Funny, I posted a response to this post previously, but it seems to have disappeared.  

Firstly, frugal is generally considered quite flash-memory friendly.  It does write on shutdown (but only what you tell it to via the ~/.filetool.lst), but other than that it doesn't write ever.  That means that any spools, logfiles, web cache or other temp files just get put to ram , and (since they would be excluded from the .filetool.lst) never written to CF/hd.  Of course you may not have many of these write-often programs running, so that may not be much of an issue.  You don't mention what you will be running.  This has considerable bearing on the question.  For certain applications, you could make a read-only system, which *never* writes anything to your CF.  

Secondly, CF cards are good these days, and don't wear out fast.  You wouldn't like to put your web cache onto one, but frugal's write-once policy, they should last a long time.

That said, if you have any quantity of files that don't need to be constantly (re)written, you can easily have a hybrid-frugal system with a persistant home and/or  opt.  That way system settings and changable things get handled by the frugal backup/restore handling scripts,  but your MP3's or PDF's or whatever don't get rewritten to CF anew every time you shutdown.  

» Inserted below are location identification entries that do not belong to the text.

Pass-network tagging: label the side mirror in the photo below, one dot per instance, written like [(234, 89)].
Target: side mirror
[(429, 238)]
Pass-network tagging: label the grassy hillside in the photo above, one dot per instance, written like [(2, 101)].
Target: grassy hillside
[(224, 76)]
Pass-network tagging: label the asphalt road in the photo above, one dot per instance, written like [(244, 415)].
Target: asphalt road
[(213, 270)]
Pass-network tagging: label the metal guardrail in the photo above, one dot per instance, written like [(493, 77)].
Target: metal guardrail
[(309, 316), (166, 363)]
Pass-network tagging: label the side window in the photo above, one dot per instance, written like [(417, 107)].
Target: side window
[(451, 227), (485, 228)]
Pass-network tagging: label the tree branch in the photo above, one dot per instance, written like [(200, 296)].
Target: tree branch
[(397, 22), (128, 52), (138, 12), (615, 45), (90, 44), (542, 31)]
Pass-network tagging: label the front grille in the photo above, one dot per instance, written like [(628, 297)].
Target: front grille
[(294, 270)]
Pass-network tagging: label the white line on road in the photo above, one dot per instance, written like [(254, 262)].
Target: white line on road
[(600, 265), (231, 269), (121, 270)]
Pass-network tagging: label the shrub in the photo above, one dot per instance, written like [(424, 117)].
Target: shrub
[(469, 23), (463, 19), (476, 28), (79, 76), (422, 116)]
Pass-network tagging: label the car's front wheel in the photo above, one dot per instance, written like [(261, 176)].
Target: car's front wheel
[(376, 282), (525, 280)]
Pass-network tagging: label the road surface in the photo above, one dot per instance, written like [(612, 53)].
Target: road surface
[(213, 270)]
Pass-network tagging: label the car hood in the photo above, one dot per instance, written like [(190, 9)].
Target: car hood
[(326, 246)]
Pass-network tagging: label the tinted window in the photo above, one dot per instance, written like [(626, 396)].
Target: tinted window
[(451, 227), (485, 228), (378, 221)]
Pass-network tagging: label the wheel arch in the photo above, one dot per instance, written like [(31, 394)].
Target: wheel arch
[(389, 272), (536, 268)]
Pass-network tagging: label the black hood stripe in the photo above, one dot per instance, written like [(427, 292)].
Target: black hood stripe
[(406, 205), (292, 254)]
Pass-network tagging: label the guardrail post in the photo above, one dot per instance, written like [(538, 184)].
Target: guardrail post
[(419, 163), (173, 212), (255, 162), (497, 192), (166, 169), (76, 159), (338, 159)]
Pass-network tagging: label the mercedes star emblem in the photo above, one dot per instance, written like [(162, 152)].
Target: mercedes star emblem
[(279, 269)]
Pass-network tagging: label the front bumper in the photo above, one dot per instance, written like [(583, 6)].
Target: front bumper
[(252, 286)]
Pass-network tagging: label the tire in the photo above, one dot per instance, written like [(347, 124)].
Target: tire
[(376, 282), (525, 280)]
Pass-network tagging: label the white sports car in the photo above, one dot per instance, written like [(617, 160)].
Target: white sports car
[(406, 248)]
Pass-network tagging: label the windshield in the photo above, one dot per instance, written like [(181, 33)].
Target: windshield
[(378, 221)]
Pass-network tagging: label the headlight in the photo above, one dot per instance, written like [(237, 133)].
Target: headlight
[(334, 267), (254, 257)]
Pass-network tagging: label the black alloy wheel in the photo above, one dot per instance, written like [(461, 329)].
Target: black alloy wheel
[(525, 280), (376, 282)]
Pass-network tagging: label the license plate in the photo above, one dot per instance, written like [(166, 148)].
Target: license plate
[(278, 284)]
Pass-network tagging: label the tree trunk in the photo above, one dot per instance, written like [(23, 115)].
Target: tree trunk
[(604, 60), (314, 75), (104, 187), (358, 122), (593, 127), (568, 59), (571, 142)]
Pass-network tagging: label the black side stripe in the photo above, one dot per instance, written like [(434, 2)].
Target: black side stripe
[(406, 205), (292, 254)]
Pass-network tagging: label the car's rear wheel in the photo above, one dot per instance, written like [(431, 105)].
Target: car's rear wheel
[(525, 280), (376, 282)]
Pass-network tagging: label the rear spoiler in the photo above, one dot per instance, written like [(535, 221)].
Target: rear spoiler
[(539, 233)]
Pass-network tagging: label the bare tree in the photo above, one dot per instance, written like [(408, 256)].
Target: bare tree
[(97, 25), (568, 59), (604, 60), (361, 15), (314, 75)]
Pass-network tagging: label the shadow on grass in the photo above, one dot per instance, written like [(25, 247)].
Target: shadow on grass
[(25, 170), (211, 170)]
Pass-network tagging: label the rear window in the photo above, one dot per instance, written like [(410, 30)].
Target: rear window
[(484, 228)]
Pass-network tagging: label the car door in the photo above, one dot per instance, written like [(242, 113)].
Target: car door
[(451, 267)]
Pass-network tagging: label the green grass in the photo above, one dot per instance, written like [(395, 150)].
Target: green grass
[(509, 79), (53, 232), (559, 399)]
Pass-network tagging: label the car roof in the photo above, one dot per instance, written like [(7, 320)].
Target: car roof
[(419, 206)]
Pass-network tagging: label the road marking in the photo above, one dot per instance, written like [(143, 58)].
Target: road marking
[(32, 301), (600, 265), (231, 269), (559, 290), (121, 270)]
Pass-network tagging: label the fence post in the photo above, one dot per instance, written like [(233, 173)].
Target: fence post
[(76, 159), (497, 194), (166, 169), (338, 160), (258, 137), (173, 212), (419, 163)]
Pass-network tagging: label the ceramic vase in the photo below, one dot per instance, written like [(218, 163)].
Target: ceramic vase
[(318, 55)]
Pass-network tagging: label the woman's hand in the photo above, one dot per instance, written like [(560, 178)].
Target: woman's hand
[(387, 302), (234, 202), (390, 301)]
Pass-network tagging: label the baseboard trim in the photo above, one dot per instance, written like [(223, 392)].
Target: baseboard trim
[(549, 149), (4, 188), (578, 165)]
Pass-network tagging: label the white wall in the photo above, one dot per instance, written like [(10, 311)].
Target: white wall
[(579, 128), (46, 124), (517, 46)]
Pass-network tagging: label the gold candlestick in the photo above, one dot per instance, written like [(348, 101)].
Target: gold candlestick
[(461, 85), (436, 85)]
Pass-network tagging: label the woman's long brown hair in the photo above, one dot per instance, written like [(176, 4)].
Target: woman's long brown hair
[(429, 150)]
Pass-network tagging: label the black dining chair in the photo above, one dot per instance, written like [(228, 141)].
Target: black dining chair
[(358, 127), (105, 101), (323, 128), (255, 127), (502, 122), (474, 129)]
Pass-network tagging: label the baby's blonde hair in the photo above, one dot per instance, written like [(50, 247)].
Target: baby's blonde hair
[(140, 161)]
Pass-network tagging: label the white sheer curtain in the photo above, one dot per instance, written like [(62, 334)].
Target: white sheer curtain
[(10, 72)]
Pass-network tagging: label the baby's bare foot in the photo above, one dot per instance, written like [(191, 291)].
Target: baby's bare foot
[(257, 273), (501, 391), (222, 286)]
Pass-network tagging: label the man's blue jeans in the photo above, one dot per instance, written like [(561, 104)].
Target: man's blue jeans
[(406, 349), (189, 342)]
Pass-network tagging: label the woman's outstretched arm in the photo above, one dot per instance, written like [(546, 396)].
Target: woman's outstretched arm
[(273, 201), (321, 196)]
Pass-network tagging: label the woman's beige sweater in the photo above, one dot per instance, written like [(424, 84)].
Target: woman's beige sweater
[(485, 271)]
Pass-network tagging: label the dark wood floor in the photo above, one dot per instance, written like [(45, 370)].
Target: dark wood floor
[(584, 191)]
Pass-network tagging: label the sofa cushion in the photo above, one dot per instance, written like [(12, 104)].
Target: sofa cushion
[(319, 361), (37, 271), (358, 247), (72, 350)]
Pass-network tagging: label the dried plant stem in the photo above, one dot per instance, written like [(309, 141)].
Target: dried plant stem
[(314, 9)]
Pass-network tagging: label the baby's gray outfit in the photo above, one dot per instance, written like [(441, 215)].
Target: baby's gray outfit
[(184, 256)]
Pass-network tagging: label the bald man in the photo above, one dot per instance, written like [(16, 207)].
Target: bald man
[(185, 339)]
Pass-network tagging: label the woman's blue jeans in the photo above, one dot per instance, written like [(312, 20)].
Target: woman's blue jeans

I don't know how much a DSL/hard drive install writes to the disk, but traditional linux systems write quite a bit (correct me if I'm wrong) to the drive.  Anything logging, spooling, caching, puts things (esp to /var or some/tmp), and can add up to a lot of data getting spun out to your card.  I think some form of frugal install is almost certainly best for minimizing writes to the CF drive.    

Do not consider manually removing the electricity to avoid the backup process of frugal.  Rather read and modify the scripts concerned to get them to do what you want.  This is much safer.  And like I said.  If you don't need to change any settings or files in your 'backup' file.  You don't even have to rewrite it.  This should make for problem free recovery from power outages, since every time you are booting the same system you did the last time.  

But perhaps this won't work.  It all depends on what you are running.